Be that the people can obtain to stablize and mate accurately under the situation of big illumination variation when image irradiation estimation and correction.The relation of illumination information between can the grey level histogram that pass through the test pattern effective coverage that first width of cloth mated of part represented.Concrete steps are as follows:
Step S21: ask the grey level histogram of benchmark image and the revised test pattern of attitude, wherein the grey level histogram of benchmark image is the effective coverage of test pattern;
Step S22: utilize the histogram specification method, calculate the histogram transformation function L of benchmark image and test pattern;
Step S23: according to the transforming function transformation function L of image histogram, the revised image of attitude is carried out histogram specification, thereby the revised image of attitude is carried out the illumination correction.

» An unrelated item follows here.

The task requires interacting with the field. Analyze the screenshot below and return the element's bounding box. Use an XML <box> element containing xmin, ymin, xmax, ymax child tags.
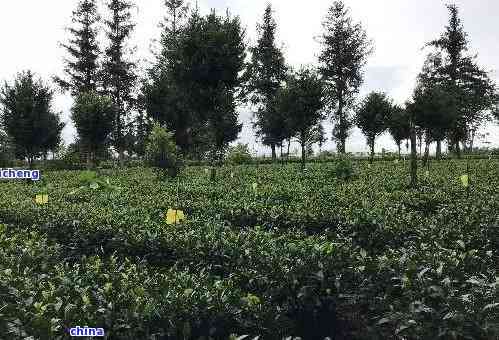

The purpose of the attitude of image and illumination correction is in order to reduce the difficulty of images match.Revised image mated just can obtain higher matching rate and precision.Concrete steps are as follows
Step S31: the unique point of asking for the HLSIFD of attitude and the revised image of illumination;
Step S32: the SIFT proper vector of asking for unique point;
Step S33: all unique points of above-mentioned proper vector and benchmark image are carried out the arest neighbors coupling;
Step S34: the unanimity collection of seeking all coupling centerings by stochastic sampling consistency algorithm (RANSAC);
Step S35: try to achieve projection mapping matrix H between attitude and revised image of illumination and the benchmark image by the unanimity collection
2Relation;
Step S36: ask the projection mapping relation between benchmark image and the test pattern: H=H
2H
1
In a word, the present invention proposes a kind of simple and effective image matching method based on image attitude illumination estimation.Our validity and the stability of method of having carried out a large amount of experimental verifications on some databases in the world.The present invention is easy to realize, stable performance.The present invention can improve the precision of images match, and to image mosaic, the high layer methods of computer vision such as tracking have good guarantee.
The above; only be the embodiment among the present invention; but protection scope of the present invention is not limited thereto; anyly be familiar with the people of this technology in the disclosed technical scope of the present invention; can understand conversion or the replacement expected; all should be encompassed in of the present invention comprising within the scope, therefore, protection scope of the present invention should be as the criterion with the protection domain of claims.